Well, one thing we can say with certainty about ChatGPT is this: It’s not highly reliable.
If high reliability is defined as the safe and continuous provision of a critical service, even during (especially during) time-urgent conditions, then the last thing ChatGPT guarantees is safe and useful information provided when needed under conditions that matter majorly.
The problem isn’t just that it is trained on biased information and inadequate queries. There are at least two other high-reliability deficits due to its black box. First, the theory behind the AI software is, as the Scottish verdict has it, Not Proven:
For large language models (LLMs) like ChatGPT, we’ve gone from around 100 million parameters in 2018 to 500 billion in 2023 with Google’s PaLM model. The theory behind this growth is that models with more parameters should have better performance, even on tasks they were not initially trained on, although this hypothesis remains unproven
https://arstechnica.com/gadgets/2023/04/generative-ai-is-cool-but-lets-not-forget-its-human-and-environmental-costs/
Second, you can’t be sure you’re using the same black box information from query to query:
It means it’s difficult to carry out external evaluations and audits of these models since you can’t even be sure that the underlying model is the same every time you query it.
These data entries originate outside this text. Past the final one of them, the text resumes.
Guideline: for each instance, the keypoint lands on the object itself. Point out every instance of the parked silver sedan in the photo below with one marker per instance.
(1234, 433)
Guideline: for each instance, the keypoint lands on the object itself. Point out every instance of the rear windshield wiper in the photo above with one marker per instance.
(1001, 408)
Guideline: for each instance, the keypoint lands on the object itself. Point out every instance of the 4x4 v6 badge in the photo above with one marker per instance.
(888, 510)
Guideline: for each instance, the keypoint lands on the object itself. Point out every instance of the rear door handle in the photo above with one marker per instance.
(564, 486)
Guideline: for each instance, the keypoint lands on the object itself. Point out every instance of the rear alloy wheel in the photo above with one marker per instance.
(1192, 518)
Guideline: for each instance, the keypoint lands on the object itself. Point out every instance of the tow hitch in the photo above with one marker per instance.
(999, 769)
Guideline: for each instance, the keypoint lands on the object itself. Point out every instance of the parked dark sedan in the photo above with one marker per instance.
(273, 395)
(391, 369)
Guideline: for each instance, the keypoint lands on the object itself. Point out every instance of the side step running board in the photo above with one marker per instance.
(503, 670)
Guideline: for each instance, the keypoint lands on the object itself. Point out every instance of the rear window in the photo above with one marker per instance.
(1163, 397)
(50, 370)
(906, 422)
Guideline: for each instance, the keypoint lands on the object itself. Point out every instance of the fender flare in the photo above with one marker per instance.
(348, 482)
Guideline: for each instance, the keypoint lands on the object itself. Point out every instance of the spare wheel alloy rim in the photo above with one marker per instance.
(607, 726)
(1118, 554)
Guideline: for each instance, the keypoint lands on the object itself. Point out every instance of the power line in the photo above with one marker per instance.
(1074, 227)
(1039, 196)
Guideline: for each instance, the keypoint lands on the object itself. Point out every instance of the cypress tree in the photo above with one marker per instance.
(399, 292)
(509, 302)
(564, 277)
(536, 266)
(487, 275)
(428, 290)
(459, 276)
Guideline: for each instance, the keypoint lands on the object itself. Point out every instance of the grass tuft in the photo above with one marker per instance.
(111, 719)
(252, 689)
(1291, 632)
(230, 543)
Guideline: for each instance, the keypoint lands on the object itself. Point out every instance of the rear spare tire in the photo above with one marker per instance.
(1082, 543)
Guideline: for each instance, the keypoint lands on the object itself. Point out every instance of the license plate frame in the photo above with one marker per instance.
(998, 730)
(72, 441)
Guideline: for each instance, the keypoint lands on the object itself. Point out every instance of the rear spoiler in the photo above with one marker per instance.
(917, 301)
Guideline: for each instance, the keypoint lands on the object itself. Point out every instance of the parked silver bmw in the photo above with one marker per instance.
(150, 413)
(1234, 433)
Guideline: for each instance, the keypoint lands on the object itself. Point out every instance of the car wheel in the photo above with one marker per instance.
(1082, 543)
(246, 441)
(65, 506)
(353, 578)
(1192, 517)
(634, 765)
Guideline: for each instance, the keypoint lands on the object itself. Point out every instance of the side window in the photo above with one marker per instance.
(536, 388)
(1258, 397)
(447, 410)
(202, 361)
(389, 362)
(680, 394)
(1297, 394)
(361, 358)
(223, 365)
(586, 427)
It also means that you can’t do scientific research on them, given that studies must be reproducible.
Op cit
So what if they aren’t reliable?
The promise of course is that they will be highly reliable, once trained on a universal corpus and queried by a universe of questions.
Let’s say for the sake of argument that happens. We are still left with the major problem, however: In the absence of high reliability during the seriatim training, we the various publics serve as the laboratory for this social experimentation.
Now, much has been written on social experimentation. It’s the laboratory side I want to focus on here.
Donald T. Campbell, the experimental psychologist, advocated “the experimenting society” and talked about “the logic of the laboratory.” What he meant was primarily the use of randomized control trials (RTCs). It was only with the work of Latour and Woodgar that we understood much more was involved in the “life of the laboratory” than one or more logics.
What ChatGPT underscores is how much the life of the laboratory has become laboratories as the infrastructure of everyday life. It’s as if policy and management are always rehearsing improv.